Each of the three CPU cores on the Xbox 360 has two hardware threads; the hardware thread number selects a specific hardware thread on a specific core. Hardware threads 0 and 1 are the hardware threads on core 0; 2 and 3 are the hardware threads on core 1; and 4 and 5 are the hardware threads on core 2.
| Hardware Thread Number | Core |
| 0 or 1 | 0 |
| 2 or 3 | 1 |
| 4 or 5 | 2 |
Xbox 360 software threads are associated with, and run on, only a single hardware thread at a time. The hardware thread on which a thread runs (the thread's processor affinity) must be set to a single hardware thread, but can be subsequently changed by calling SetProcessorAffinity with a different hardware thread number.

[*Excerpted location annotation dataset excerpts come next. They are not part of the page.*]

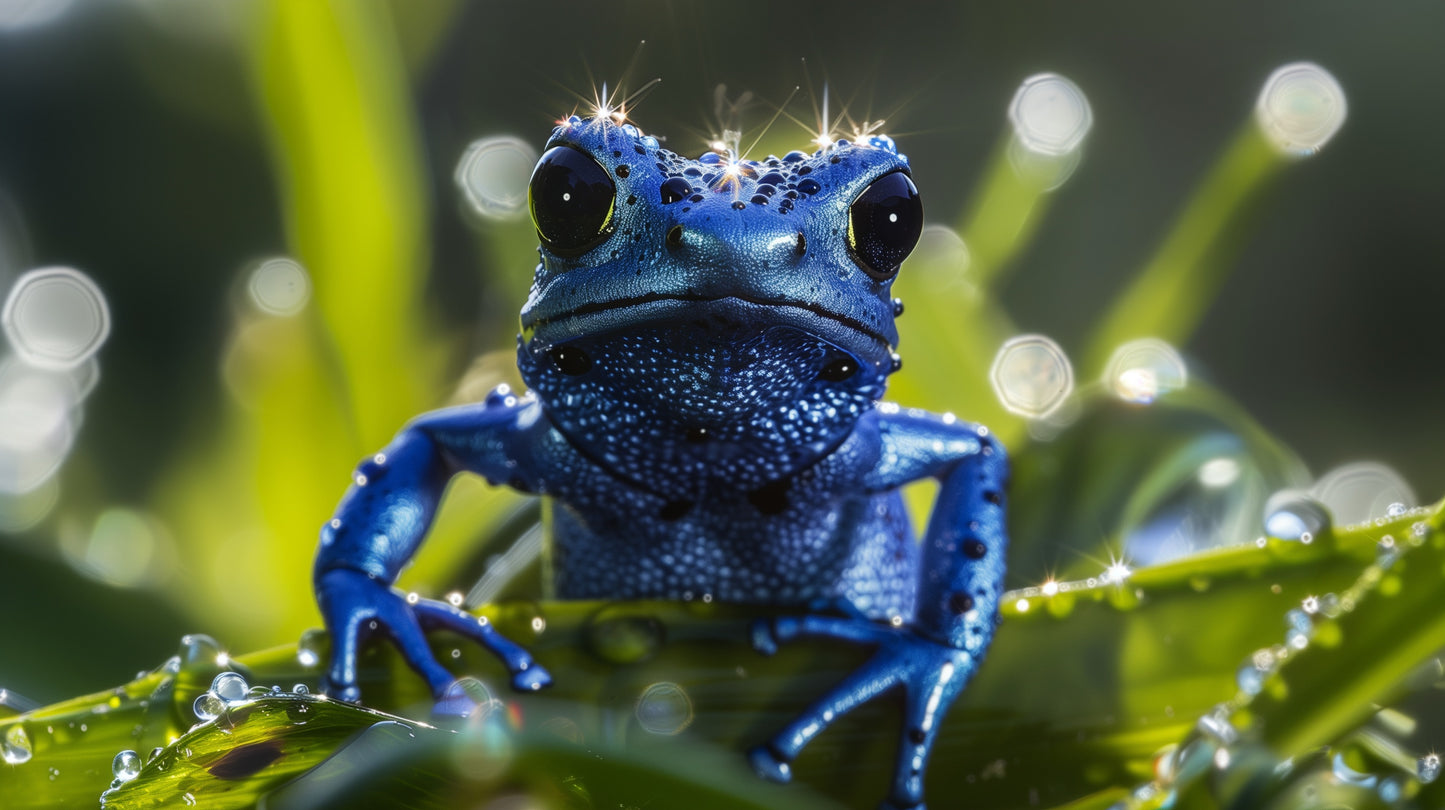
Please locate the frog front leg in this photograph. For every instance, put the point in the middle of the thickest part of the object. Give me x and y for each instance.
(382, 521)
(932, 657)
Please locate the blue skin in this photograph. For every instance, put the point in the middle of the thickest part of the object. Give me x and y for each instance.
(704, 417)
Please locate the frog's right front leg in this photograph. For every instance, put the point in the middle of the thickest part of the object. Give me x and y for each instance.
(383, 519)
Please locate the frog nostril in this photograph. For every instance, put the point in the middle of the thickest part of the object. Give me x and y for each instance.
(571, 360)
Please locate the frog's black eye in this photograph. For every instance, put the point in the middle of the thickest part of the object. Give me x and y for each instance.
(885, 224)
(571, 198)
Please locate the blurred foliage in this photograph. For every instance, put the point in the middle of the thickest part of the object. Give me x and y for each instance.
(1093, 695)
(656, 698)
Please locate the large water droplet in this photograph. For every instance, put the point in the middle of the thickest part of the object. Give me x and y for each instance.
(1359, 493)
(470, 698)
(623, 636)
(230, 687)
(663, 708)
(1428, 768)
(1291, 514)
(1346, 774)
(16, 745)
(207, 706)
(1140, 371)
(126, 765)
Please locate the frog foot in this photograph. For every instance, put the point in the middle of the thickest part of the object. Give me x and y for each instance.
(931, 676)
(356, 605)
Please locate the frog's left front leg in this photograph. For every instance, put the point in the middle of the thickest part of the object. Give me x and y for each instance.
(961, 581)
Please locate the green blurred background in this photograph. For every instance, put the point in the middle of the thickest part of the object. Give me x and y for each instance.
(165, 146)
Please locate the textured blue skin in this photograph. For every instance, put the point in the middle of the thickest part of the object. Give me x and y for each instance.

When a thread is created, it is initially assigned to the current hardware thread (that is, the hardware thread on which the current thread is running).
For Xbox 360 threads, you cannot clear the thread's processor affinity by passing an empty array as the cpus parameter. An Xbox 360 thread will always be associated with one hardware thread.
XNA Game Studio games should not use hardware threads 0 or 2, which are reserved for the XNA Framework. The following table identifies Xbox 360 hardware thread usage.
| Hardware Thread | Available |
| 0 | No, reserved for XNA Framework. |
| 1 | Yes |
| 2 | No, reserved for XNA Framework. |
| 3 | Yes |
| 4 | Yes |
| 5 | Yes |
To determine the number of hardware threads supported by the hardware, use System.Environment.ProcessorCount.
This method should not be used with threads created by the ThreadPool or Timer classes. It should only be called from the thread whose affinity is being changed.